Note

This blog post is expanded by ChatGPT, using the following prompt:

I want to write a short blog post. Below are some crude high-level ideas. I want to make an analogy between agentic LLMs and computer programs / linear algebra. Can you organize them into a blog post?

the magic begins when data is treated as code
1. in linear algebra, you multiply a matrix and a vector to get a new vector. the vector is the data, the matrix is the code (that's why it's also called a "linear transformation")
2. in computers, you execute a series of instructions to transform some data into some new data. the instructions are stored as "data" when not active, but is interpreted as code when being executed.
3. for LLMs, the model is data when dormant; the model (and the scaffolding code) transforms some data into some new data. in an agentic framework with LLMs, these new data are sometimes treated as code and get executed, and now there are two layers: the model weights gets interpreted as code which generates data, and then these data gets interpreted as code which gets executed. This is one more layer than computer programs.

now some questions arise:
1. Do we fundamentally get more from by having two layers of re-interpreting data as code? What happens if we have more layers, or (by making this process recursive) have effectively infinite layers?
2. What are the risks associated with having more layers?

In both mathematics and computing, magic often begins when data is treated as code—when something passive and inert becomes something active and transformative.

Layer 1: Linear Algebra — Data as Transformable

In linear algebra, a vector is just data—a set of values, a point in space. But when we apply a matrix to it, something changes. The matrix is a set of rules—a linear transformation—that converts this input vector into a new vector.
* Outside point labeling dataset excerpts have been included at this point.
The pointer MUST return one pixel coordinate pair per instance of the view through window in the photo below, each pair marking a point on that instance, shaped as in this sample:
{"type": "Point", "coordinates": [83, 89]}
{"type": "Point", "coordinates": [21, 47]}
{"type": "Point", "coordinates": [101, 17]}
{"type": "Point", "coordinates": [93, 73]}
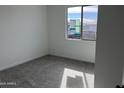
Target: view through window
{"type": "Point", "coordinates": [82, 22]}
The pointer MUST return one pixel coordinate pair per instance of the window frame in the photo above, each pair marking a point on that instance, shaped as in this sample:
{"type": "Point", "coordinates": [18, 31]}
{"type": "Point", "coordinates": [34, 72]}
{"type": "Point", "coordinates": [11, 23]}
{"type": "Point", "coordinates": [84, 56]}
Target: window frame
{"type": "Point", "coordinates": [81, 28]}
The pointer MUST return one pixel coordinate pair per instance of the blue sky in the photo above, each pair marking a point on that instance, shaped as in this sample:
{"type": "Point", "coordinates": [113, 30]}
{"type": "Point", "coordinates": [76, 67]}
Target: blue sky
{"type": "Point", "coordinates": [89, 12]}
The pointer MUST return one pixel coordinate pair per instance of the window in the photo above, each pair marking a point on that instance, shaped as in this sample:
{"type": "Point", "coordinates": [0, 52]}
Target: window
{"type": "Point", "coordinates": [82, 22]}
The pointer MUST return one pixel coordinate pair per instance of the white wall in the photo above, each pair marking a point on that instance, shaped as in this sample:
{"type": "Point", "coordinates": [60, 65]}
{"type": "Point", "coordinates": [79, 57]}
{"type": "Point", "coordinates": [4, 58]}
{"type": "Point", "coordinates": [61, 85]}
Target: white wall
{"type": "Point", "coordinates": [58, 45]}
{"type": "Point", "coordinates": [23, 34]}
{"type": "Point", "coordinates": [109, 46]}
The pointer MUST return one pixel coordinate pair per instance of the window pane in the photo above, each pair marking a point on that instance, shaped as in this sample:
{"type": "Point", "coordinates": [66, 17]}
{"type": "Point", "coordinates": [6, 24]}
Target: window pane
{"type": "Point", "coordinates": [74, 23]}
{"type": "Point", "coordinates": [90, 22]}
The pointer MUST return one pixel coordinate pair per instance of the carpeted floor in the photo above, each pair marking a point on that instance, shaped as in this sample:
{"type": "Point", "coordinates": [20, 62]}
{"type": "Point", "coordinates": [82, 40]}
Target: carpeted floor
{"type": "Point", "coordinates": [49, 72]}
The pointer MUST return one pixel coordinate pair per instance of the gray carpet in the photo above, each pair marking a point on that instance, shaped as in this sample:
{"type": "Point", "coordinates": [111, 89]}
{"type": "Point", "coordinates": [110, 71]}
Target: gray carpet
{"type": "Point", "coordinates": [49, 72]}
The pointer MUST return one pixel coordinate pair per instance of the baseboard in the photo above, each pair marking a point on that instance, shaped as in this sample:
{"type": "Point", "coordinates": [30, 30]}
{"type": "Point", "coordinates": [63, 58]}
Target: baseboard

Conceptually, the matrix acts like code, and the vector like data. One is active; the other is passive.

Layer 2: Classical Computing — Code as Stored Data

In a computer, we store both data and instructions as binary. When we run a program, a CPU reads these instructions (code) and applies them to data, transforming it. Importantly, code is just data until it’s interpreted—a passive file becomes an active computation. But there’s only one layer of interpretation: instructions are read once and executed.

Layer 3: LLMs — Data That Generates Code

Now consider large language models (LLMs). When dormant, they are nothing more than data: a giant collection of weights. But when prompted, those weights become active—interpreted by a forward pass through the network—to generate new data: sequences of tokens.
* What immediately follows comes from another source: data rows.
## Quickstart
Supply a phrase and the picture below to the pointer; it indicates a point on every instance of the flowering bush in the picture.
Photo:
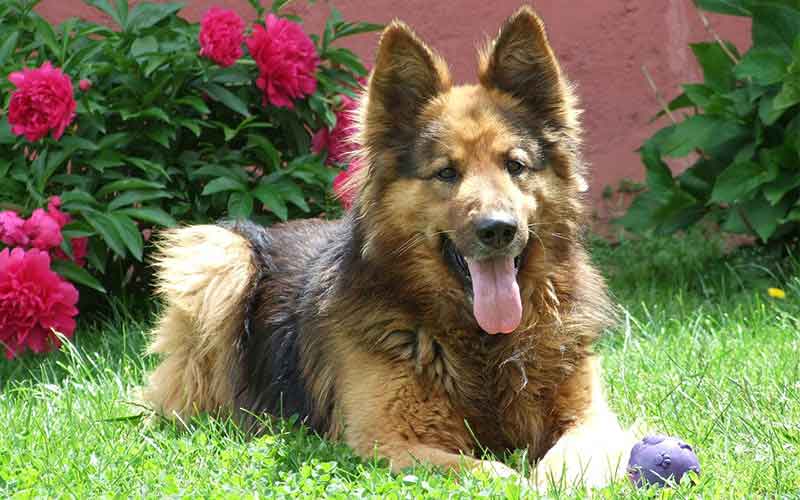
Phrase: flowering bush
(34, 302)
(221, 36)
(112, 132)
(287, 61)
(42, 103)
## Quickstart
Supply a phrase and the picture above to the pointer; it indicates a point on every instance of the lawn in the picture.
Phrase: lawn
(701, 351)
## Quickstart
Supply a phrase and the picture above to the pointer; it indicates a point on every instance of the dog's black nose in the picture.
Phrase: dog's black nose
(497, 231)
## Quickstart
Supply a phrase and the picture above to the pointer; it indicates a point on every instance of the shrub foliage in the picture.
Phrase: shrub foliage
(162, 135)
(742, 132)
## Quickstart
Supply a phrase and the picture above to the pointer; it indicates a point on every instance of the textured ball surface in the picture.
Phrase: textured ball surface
(657, 459)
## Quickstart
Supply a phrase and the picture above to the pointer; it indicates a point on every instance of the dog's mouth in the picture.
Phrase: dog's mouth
(491, 282)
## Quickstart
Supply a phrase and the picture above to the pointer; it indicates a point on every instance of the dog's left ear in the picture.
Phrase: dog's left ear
(520, 62)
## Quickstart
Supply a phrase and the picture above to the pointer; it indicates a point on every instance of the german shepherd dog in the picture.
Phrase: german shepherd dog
(453, 308)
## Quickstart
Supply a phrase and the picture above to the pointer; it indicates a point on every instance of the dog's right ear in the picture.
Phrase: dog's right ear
(407, 75)
(521, 62)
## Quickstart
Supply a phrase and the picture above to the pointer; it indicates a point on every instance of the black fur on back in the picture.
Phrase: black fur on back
(280, 312)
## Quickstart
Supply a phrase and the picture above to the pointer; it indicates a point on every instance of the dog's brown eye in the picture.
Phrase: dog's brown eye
(448, 174)
(515, 167)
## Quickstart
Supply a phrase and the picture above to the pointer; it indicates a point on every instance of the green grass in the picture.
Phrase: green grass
(701, 352)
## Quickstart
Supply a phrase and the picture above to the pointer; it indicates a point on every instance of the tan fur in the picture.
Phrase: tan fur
(388, 354)
(203, 274)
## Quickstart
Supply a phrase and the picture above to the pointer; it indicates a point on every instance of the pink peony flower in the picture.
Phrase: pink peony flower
(338, 141)
(80, 248)
(42, 103)
(43, 230)
(221, 36)
(287, 61)
(343, 187)
(12, 231)
(33, 299)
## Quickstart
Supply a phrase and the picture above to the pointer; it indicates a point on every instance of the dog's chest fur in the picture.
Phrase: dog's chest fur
(490, 379)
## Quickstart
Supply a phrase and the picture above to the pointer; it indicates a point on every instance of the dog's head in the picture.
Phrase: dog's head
(470, 178)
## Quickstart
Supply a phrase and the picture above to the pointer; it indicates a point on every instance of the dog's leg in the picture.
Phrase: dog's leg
(594, 452)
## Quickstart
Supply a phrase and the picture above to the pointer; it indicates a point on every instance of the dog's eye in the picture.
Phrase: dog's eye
(448, 174)
(515, 167)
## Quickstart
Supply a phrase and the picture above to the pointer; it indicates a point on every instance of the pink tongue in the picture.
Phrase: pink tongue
(498, 307)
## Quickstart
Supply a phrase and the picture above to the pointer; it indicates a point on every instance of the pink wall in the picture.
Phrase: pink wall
(602, 45)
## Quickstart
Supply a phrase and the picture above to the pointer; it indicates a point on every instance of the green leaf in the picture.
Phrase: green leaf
(198, 104)
(697, 132)
(6, 136)
(76, 196)
(346, 58)
(147, 166)
(788, 96)
(192, 125)
(221, 184)
(698, 94)
(145, 15)
(234, 172)
(106, 229)
(268, 153)
(783, 184)
(716, 65)
(137, 196)
(150, 214)
(731, 7)
(8, 47)
(163, 135)
(350, 29)
(156, 113)
(122, 10)
(764, 217)
(45, 32)
(105, 6)
(227, 98)
(739, 180)
(128, 184)
(793, 216)
(659, 176)
(75, 142)
(763, 65)
(143, 46)
(129, 232)
(292, 193)
(767, 112)
(272, 199)
(775, 27)
(76, 274)
(240, 205)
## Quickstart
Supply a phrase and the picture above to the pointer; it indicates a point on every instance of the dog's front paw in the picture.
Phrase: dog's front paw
(576, 462)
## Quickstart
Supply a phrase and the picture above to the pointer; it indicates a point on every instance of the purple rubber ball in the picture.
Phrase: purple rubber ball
(657, 459)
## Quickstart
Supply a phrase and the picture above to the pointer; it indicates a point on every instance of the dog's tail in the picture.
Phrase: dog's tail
(204, 274)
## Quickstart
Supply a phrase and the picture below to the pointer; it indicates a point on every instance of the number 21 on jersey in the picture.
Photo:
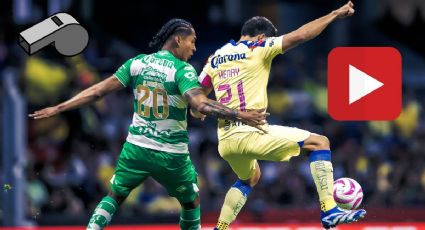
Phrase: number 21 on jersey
(227, 98)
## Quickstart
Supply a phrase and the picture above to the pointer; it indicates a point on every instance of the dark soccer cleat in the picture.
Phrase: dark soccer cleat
(335, 216)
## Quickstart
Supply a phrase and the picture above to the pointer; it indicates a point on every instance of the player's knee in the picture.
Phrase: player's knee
(316, 142)
(119, 199)
(193, 204)
(324, 142)
(255, 178)
(243, 186)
In agentic LLM frameworks, we take this one step further. The output from the model—text—may itself be treated as code: commands to be executed, API calls to be invoked, or prompts to another model. This gives us a second layer of interpretation:

  1. The model weights (data) are interpreted as a program to generate text.
  2. The text (data) is then interpreted as executable code.
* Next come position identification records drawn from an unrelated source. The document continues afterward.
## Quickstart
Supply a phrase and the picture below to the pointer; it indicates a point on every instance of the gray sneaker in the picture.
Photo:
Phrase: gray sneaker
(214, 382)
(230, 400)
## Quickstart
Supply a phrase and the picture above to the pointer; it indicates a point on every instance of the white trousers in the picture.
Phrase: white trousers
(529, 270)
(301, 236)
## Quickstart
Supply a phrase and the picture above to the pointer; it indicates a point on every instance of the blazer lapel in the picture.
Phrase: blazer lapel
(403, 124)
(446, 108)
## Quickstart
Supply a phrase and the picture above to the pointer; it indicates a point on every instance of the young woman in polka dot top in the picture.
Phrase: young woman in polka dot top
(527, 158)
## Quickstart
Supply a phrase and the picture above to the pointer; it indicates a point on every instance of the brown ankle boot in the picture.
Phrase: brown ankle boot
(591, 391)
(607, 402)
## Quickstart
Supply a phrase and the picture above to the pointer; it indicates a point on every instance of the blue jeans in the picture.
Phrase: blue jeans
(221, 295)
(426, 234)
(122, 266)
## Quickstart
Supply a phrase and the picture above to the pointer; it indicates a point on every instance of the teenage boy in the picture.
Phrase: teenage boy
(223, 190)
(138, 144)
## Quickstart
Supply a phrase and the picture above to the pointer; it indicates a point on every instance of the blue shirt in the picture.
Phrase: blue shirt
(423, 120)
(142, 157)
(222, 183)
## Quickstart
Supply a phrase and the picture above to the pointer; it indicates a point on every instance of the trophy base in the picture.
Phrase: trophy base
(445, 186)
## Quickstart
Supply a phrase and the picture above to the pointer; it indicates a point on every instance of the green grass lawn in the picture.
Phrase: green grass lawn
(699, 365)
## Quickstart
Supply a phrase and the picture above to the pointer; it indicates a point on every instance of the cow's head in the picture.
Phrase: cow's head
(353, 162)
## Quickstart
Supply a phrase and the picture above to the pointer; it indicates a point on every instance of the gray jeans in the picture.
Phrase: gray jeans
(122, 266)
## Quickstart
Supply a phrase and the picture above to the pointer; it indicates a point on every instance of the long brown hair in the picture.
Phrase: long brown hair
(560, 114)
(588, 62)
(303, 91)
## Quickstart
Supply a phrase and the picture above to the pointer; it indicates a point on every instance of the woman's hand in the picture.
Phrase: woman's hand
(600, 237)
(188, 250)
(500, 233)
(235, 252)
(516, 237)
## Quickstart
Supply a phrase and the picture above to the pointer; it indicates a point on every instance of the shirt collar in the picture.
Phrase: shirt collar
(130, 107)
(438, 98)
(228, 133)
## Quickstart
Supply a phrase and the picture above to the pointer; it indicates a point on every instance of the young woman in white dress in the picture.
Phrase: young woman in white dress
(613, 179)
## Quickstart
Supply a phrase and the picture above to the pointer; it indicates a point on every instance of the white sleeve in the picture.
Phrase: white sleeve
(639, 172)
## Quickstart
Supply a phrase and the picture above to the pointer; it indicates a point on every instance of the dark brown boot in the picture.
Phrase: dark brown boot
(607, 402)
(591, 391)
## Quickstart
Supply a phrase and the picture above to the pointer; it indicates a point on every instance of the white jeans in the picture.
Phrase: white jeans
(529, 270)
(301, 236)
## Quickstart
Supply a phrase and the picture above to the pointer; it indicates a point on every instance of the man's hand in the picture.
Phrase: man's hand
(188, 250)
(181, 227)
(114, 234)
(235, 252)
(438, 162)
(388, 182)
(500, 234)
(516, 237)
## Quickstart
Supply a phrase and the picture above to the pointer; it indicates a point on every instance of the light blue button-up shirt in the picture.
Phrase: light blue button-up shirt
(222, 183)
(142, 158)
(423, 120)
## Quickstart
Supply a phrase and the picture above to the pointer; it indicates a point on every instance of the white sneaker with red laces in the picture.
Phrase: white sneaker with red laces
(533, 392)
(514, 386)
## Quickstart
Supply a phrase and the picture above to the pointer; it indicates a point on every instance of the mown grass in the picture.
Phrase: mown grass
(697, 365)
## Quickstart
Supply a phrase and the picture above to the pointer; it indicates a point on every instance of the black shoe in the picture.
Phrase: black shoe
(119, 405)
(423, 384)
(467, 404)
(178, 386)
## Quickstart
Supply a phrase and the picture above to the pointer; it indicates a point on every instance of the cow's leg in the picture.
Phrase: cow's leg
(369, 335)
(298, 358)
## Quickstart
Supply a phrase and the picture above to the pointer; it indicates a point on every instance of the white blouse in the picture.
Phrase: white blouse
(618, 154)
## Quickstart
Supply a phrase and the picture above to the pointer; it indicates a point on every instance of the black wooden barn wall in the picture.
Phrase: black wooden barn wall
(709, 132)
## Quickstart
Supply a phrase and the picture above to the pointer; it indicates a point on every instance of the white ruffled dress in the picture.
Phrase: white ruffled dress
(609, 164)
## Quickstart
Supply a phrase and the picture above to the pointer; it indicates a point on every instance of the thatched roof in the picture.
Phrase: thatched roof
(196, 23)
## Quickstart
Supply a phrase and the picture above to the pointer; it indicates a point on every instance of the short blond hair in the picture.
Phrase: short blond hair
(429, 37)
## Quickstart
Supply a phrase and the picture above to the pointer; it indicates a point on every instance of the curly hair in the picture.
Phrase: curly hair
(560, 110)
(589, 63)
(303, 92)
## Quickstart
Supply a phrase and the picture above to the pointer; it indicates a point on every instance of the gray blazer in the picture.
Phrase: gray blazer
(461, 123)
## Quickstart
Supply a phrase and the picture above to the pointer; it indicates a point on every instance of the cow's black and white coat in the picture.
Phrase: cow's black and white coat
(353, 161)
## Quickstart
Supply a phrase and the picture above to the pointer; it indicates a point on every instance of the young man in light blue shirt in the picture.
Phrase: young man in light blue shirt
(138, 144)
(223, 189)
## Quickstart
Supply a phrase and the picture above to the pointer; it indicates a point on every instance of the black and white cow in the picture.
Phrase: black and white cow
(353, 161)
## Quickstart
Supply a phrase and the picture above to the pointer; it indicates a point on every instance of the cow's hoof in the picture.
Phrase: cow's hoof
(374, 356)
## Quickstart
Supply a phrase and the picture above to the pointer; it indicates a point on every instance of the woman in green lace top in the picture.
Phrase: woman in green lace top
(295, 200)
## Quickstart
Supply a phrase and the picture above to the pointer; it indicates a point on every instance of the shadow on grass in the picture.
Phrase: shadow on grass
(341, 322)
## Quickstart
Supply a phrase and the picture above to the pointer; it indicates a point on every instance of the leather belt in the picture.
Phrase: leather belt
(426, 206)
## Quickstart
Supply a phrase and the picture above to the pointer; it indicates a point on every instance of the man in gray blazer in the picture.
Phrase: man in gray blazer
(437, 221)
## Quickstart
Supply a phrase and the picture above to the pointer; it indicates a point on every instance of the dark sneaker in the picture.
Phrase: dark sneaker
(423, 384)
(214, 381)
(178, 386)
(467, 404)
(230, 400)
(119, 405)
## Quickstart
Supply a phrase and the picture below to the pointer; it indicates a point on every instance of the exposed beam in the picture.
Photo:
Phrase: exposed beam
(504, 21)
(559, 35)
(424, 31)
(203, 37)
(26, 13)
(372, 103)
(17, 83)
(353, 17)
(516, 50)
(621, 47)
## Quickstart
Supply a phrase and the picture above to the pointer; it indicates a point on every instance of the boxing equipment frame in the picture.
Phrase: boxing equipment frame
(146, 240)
This resembles a stack of metaprogramming: data → code → data → code.

Recursive Agency: More Layers?

This raises interesting questions:

  • Do we gain more expressive or computational power by stacking layers of interpretation? Could recursive agentic frameworks—where LLMs call themselves or others based on their own outputs—yield qualitatively new behaviors, like open-ended self-improvement or emergent planning?

  • What are the risks of deeper layers of agency? Each layer introduces ambiguity and potential failure: misinterpretation, prompt injection, hallucination. With more layers, failure modes compound. Worse, agency may blur: Who’s really in control when data generates code that generates data that generates code?